Peter Probst 1 John B Grigg 1 Myra Wang 1 Ernesto Muñoz 1 Yueh-Ming Loo 2 Renee C Ireton 2 Michael Gale Jr 2 Shawn P Iadonato 1 Kristin M Bedard 3
Affiliations

Affiliations

  • 1 Kineta, Inc., 219 Terry Ave. N., Seattle, WA 98109, USA.
  • 2 Department of Immunology, University of Washington, Seattle, WA 98195, USA; Center for Innate Immunity and Immune Disease, University of Washington, Seattle, WA 98195, USA.
  • 3 Kineta, Inc., 219 Terry Ave. N., Seattle, WA 98109, USA. Electronic address: kbedard@kineta.us.
Abstract

Vaccine adjuvants are essential to drive a protective immune response in cases where vaccine antigens are weakly immunogenic, where vaccine antigen is limited, or where an increase in potency is needed for a specific population, such as the elderly. To discover novel vaccine adjuvants, we used a high-throughput screen (HTS) designed to identify small-molecule agonists of the RIG-I-like Receptor (RLR) pathway leading to interferon regulatory factor 3 (IRF3) activation. RLRs are a group of cytosolic pattern-recognition receptors that are essential for the recognition of viral nucleic acids during Infection. Upon binding of viral nucleic acid ligands, the RLRs become activated and signal to transcription factors, including IRF3, to initiate an innate immune transcriptional program to control virus Infection. Among our HTS hits were a series of benzothiazole compounds from which we designed the lead analog, KIN1148. KIN1148 induced dose-dependent IRF3 nuclear translocation and specific activation of IRF3-responsive promoters. Prime-boost immunization of mice with a suboptimal dose of a monovalent pandemic influenza split virus H1N1 A/California/07/2009 vaccine plus KIN1148 protected against a lethal challenge with mouse-adapted Influenza Virus (A/California/04/2009) and induced an influenza virus-specific IL-10 and Th2 response by T cells derived from lung and lung-draining lymph nodes. Prime-boost immunization with vaccine plus KIN1148, but not prime immunization alone, induced Antibodies capable of inhibiting Influenza Virus hemagglutinin and neutralizing viral infectivity. Nevertheless, a single immunization with vaccine plus KIN1148 provided increased protection over vaccine alone and reduced viral load in the lungs after challenge.
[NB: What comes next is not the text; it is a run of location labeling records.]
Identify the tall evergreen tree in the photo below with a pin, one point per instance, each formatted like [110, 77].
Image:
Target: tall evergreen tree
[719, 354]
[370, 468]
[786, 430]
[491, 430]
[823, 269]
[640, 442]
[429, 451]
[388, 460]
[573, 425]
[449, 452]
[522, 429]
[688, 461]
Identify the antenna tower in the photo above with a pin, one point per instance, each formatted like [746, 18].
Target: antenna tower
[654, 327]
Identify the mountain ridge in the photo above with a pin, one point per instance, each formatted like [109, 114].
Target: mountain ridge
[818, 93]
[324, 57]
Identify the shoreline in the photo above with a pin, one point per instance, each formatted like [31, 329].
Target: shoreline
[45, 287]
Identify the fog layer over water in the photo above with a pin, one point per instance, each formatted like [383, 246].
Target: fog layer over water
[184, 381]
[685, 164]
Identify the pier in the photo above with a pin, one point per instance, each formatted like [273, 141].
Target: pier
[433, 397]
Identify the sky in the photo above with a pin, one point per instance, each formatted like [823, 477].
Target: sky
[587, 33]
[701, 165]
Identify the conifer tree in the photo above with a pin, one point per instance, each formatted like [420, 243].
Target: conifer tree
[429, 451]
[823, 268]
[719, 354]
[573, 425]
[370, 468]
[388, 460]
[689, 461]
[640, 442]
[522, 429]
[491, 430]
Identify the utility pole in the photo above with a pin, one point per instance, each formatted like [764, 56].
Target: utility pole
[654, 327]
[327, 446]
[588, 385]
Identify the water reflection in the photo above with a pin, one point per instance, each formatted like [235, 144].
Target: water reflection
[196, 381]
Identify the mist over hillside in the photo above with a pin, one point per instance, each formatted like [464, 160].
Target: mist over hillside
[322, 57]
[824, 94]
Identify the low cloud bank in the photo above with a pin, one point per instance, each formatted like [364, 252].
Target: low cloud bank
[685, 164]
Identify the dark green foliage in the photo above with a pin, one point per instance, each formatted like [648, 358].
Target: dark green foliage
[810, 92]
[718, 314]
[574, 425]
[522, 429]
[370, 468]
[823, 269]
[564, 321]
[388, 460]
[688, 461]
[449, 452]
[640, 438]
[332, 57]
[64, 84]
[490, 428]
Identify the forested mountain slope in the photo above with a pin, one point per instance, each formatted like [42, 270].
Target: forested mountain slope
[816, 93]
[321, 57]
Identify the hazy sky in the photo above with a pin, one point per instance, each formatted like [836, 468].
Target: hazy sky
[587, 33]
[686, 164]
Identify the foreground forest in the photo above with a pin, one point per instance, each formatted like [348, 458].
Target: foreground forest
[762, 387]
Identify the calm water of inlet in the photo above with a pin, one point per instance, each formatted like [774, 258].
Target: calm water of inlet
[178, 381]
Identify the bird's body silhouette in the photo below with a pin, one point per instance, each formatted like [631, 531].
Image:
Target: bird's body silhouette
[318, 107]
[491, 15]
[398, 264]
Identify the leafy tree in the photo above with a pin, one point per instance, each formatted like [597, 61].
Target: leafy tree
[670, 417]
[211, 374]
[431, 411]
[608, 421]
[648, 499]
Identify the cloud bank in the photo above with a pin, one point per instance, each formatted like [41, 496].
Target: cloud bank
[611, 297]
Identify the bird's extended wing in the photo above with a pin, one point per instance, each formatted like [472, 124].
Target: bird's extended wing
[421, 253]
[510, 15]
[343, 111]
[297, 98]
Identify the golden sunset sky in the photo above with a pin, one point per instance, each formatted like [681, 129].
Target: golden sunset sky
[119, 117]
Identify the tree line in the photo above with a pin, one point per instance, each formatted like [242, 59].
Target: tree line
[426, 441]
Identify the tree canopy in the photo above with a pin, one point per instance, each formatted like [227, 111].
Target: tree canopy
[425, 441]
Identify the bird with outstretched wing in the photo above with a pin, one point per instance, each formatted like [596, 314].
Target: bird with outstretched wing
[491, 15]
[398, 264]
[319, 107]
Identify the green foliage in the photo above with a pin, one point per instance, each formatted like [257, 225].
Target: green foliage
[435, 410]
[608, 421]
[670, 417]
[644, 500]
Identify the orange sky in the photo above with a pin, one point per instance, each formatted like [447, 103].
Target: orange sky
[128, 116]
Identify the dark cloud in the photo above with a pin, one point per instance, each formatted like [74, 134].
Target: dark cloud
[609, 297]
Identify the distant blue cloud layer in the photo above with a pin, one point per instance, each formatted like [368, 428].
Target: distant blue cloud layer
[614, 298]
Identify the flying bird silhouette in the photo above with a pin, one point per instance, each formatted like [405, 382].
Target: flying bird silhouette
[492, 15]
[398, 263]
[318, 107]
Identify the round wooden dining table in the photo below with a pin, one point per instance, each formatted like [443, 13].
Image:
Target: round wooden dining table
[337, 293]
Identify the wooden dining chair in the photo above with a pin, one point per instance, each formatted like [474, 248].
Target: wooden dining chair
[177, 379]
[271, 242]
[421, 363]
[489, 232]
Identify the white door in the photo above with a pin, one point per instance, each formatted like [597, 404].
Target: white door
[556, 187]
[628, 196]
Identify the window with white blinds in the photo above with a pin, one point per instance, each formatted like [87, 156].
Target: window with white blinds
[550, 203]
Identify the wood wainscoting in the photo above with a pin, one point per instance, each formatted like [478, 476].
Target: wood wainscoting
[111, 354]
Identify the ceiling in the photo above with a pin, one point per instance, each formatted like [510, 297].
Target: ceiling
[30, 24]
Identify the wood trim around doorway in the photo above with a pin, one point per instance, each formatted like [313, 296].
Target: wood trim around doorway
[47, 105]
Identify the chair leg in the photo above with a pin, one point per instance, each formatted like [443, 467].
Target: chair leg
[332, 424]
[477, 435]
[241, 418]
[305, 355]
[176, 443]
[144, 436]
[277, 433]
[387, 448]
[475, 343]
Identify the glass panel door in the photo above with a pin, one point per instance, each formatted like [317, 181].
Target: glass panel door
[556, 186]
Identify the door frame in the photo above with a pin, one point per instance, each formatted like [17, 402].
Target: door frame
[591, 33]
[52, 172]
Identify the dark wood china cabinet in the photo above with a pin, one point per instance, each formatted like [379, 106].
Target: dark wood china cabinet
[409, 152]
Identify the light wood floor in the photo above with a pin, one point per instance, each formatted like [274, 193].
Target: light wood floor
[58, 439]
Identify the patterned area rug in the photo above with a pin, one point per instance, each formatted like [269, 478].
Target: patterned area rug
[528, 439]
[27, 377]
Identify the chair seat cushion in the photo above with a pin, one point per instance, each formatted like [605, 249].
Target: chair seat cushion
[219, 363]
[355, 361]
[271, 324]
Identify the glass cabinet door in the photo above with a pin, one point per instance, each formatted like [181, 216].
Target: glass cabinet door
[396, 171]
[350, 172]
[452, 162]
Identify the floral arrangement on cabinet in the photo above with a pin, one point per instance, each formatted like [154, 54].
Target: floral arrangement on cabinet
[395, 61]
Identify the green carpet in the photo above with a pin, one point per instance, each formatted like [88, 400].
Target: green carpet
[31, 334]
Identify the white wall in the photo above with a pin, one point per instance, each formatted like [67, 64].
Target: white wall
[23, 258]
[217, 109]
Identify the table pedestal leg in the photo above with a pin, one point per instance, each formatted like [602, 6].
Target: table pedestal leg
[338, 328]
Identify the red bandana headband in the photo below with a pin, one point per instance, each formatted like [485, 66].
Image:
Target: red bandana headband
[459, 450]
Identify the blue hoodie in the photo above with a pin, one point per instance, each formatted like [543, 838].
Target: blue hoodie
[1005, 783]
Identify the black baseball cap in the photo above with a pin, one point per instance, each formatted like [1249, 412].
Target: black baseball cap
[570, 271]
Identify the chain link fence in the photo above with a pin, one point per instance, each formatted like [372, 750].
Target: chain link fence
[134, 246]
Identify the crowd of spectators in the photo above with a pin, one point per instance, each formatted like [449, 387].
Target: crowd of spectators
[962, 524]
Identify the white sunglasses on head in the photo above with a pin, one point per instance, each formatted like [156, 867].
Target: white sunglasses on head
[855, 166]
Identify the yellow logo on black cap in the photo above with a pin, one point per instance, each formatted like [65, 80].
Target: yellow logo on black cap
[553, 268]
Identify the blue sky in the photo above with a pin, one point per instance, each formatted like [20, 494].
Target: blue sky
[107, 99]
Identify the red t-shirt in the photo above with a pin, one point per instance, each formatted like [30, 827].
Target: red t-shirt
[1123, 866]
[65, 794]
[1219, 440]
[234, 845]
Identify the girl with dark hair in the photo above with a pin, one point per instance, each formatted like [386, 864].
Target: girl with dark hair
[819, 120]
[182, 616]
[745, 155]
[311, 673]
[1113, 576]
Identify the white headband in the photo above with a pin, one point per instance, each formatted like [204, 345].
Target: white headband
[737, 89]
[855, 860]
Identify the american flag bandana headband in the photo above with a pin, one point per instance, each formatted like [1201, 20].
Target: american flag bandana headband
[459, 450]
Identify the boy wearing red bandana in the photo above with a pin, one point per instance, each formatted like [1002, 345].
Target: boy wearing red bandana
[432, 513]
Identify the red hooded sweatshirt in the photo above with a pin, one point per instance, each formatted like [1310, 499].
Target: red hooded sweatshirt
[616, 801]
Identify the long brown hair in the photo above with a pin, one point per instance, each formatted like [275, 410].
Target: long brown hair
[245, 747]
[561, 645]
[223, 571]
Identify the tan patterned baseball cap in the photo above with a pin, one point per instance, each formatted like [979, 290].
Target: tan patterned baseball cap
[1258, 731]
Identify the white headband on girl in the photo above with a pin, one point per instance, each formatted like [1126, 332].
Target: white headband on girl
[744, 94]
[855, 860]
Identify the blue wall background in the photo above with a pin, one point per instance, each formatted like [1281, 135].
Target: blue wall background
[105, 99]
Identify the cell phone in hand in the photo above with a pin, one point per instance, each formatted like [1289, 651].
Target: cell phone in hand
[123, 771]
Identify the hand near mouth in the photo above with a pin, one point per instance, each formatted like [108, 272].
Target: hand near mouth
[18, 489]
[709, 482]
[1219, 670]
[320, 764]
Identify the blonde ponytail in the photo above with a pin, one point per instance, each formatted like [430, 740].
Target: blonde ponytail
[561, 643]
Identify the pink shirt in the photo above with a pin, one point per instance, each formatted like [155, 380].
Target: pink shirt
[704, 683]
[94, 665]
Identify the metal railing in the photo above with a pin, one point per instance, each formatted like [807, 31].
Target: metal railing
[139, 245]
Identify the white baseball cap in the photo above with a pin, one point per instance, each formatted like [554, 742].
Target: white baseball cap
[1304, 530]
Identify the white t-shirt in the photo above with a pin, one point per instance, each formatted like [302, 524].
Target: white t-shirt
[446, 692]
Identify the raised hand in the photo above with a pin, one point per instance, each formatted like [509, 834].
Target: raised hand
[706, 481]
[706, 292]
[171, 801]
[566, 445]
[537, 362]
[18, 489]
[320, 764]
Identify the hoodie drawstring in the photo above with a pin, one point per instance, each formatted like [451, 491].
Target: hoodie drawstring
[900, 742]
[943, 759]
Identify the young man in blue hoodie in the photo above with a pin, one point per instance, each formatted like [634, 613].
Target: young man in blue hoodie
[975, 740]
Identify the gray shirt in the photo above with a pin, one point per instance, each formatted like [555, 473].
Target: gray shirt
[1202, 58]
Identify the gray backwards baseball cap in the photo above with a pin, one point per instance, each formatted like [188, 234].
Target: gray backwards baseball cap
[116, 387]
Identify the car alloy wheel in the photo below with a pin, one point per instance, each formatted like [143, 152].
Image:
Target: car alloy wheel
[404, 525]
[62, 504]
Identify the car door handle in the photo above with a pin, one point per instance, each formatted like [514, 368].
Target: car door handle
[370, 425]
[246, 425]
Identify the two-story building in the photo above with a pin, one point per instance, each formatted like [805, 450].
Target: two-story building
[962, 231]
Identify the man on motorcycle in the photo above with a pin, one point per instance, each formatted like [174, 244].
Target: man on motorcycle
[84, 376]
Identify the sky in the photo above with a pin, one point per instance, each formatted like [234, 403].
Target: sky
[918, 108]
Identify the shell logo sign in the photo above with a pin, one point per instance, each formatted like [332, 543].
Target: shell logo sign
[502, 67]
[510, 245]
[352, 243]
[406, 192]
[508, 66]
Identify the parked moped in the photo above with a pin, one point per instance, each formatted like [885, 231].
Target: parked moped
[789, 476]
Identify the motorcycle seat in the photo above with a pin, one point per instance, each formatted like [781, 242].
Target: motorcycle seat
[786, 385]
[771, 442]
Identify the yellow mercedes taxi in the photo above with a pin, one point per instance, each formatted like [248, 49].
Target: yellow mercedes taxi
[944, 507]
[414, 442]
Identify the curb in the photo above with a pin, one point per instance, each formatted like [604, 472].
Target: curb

These findings suggest that protection was at least partially mediated by a cellular immune component and that the induction of Th2 and immunoregulatory cytokines by a KIN1148-adjuvanted vaccine may be particularly beneficial for ameliorating the immunopathogenesis that is associated with influenza viruses.

Keywords

Adjuvant; IRF3; Influenza; Vaccine.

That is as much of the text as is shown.